Containers

What are Containers as they relate to DevOps?

A container is a standard unit of software that packages up code and all its dependencies so the application runs quickly and reliably from one computing environment to another.

Containers and virtual machines (VM) have similar resource isolation and allocation benefits. However, they function differently because containers virtualize the operating system (OS) instead of hardware. This makes containers much more portable and efficient.

Containers are an abstraction at the app layer that packages code and dependencies together. Multiple containers can run on the same machine and share the OS kernel with other containers, each running as isolated processes in user space. Containers take up less space than VMs, can handle more applications and require fewer VMs and operating systems. This is possible because container images are typically tens of MBs in size, making them much smaller than VMs.

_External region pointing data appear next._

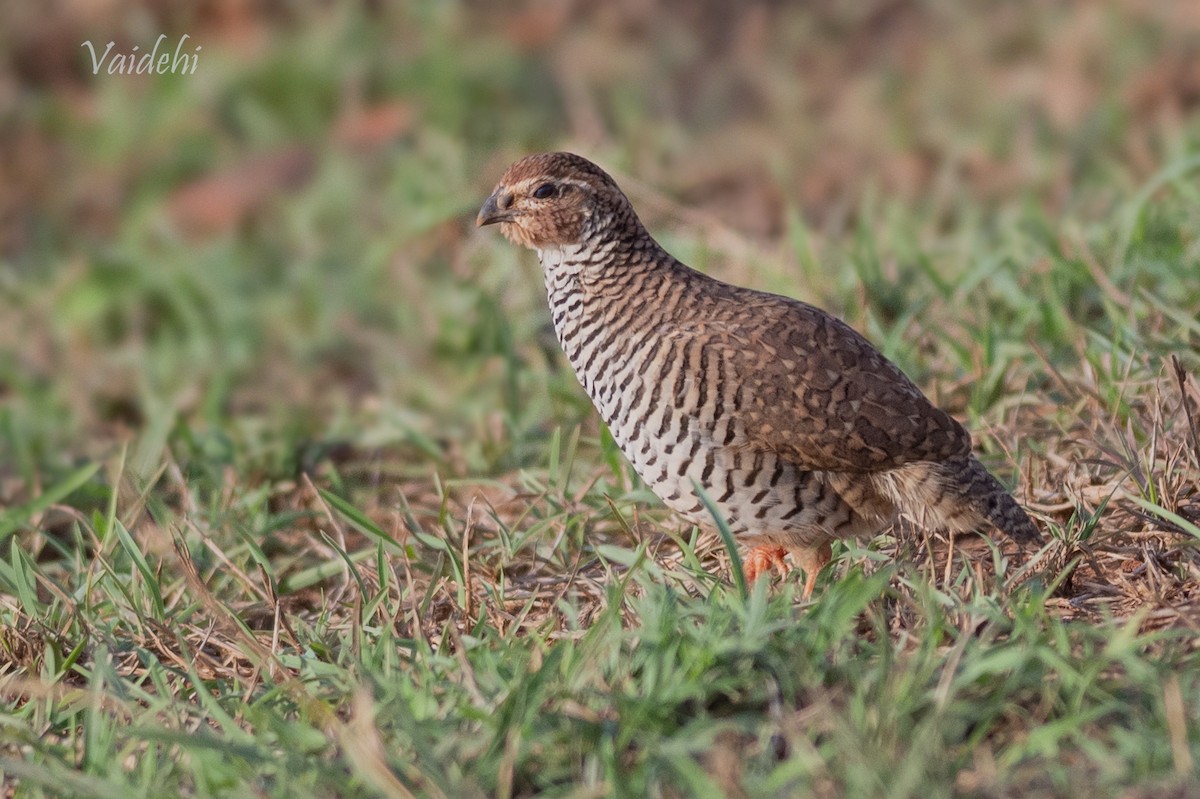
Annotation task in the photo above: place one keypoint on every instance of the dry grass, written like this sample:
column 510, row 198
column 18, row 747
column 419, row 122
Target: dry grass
column 297, row 497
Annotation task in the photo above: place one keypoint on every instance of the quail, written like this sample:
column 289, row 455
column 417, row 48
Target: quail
column 798, row 428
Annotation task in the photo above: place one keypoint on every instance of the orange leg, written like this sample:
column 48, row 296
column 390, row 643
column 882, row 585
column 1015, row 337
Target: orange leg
column 760, row 560
column 813, row 562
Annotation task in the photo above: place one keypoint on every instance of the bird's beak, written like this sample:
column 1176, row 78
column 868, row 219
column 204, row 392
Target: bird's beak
column 491, row 212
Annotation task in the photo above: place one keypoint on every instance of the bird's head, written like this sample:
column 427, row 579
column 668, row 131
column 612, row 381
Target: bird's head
column 556, row 199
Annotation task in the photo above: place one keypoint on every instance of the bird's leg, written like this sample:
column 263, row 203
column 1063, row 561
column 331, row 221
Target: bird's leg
column 811, row 560
column 760, row 560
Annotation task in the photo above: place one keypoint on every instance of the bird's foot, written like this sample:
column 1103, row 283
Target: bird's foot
column 813, row 560
column 761, row 559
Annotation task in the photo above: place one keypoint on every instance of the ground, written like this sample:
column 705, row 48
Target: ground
column 299, row 498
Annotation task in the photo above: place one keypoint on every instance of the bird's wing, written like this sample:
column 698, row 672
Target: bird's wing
column 819, row 394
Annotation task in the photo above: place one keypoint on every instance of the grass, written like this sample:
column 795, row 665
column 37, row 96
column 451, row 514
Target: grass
column 298, row 498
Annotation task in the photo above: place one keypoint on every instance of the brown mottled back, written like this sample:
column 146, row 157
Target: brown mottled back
column 798, row 428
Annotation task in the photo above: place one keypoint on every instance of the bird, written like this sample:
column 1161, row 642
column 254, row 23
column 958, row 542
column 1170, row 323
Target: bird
column 792, row 422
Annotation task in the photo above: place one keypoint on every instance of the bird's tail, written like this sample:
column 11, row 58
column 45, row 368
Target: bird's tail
column 984, row 493
column 959, row 496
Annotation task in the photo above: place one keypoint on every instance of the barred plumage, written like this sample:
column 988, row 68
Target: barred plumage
column 797, row 427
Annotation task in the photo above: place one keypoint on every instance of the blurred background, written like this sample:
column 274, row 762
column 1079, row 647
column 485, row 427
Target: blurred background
column 271, row 263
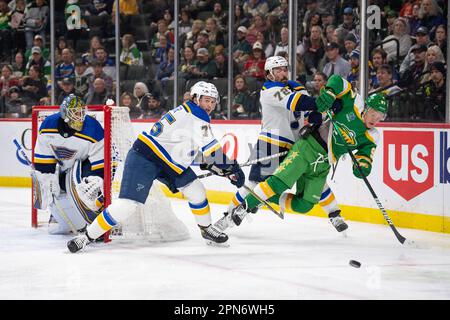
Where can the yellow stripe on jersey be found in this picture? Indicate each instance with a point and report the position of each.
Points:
(83, 136)
(266, 189)
(211, 149)
(294, 101)
(48, 131)
(273, 141)
(327, 200)
(160, 155)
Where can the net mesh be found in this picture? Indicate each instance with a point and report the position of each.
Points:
(153, 221)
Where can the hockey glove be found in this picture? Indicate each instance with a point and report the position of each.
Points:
(325, 100)
(366, 167)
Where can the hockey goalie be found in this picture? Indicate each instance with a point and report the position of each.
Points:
(68, 167)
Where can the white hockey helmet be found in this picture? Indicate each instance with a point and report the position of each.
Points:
(275, 62)
(203, 88)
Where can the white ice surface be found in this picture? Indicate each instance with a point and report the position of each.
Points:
(301, 257)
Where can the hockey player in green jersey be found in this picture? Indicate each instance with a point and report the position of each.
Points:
(309, 161)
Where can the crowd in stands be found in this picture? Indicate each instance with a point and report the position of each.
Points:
(407, 55)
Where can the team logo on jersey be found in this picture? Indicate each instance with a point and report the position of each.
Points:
(63, 153)
(344, 132)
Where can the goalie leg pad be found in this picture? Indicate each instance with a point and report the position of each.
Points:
(196, 194)
(61, 227)
(119, 210)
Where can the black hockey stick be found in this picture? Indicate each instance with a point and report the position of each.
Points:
(248, 163)
(55, 201)
(374, 195)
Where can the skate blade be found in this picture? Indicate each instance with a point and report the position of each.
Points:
(215, 244)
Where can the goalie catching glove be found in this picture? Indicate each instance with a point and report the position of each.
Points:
(231, 171)
(90, 191)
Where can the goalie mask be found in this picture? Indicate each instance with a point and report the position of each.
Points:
(73, 112)
(203, 88)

Software teams using containers and orchestration tend to reap the following benefits:

  • Platform independence: Build it once, run it anywhere
    • A major benefit of containers is their portability. A container wraps up an application with everything it needs to run, like configuration files and dependencies. This enables you to easily and reliably run applications on different environments such as your local desktop, physical servers, virtual servers, testing, staging, production environments and public or private clouds. This portability grants organizations a great amount of flexibility, speeds up the development process, and makes it easier to switch to another cloud environment or provider.
  • Resource efficiency and density
    • Since containers do not require a separate operating system, they use up less resources. While a VM often measures several gigabytes in size, a container usually measures only a few dozen megabytes, making it possible to run many more containers than VMs on a single server.
  • Effective isolation and resource sharing
    • Although containers run on the same server and use the same resources, they do not interact with each other. If one application crashes, other containers with the same application will keep running flawlessly and won’t experience any technical problems. This isolation also decreases security risks: If one application should be hacked or breached by malware, any resulting negative effects won’t spread to the other running containers.
  • Speed: Start, create, replicate or destroy containers in seconds
    • Containers are lightweight and start in less than a second since they do not require an operating system boot. Creating, replicating or destroying containers is also just a matter of seconds, thus greatly speeding up the development process, the time to market and the operational speed. The increased speed also offers great opportunities for improving customer experience, since it enables organisations and developers to act quickly, for example when it comes to fixing bugs or adding new features.
  • Immense and smooth scaling
    • A major benefit of containers is that they offer the possibility of horizontal scaling, meaning you can add more identical containers within a cluster to scale out. With smart scaling, where you only run the containers needed in real time, you can reduce your resource costs drastically and accelerate your return on investment. Container technology and horizontal scaling has been used by major vendors like Google, Twitter and Netflix for years now.
  • Operational simplicity
    • Containers execute application processes in isolation from the underlying host OS. This means that your host OS doesn’t need specific software to run applications, which makes it simpler to manage your host system and quickly apply updates and security patches.
  • Improved developer productivity and development pipeline
    • A container-based infrastructure offers many advantages, promoting an effective development pipeline. As mentioned before, containers ensure that applications run and work as designed locally. This elimination of environmental inconsistencies makes testing and debugging less complicated and less time-consuming since there are fewer differences between running your application on your workstation, test server or in any production environment.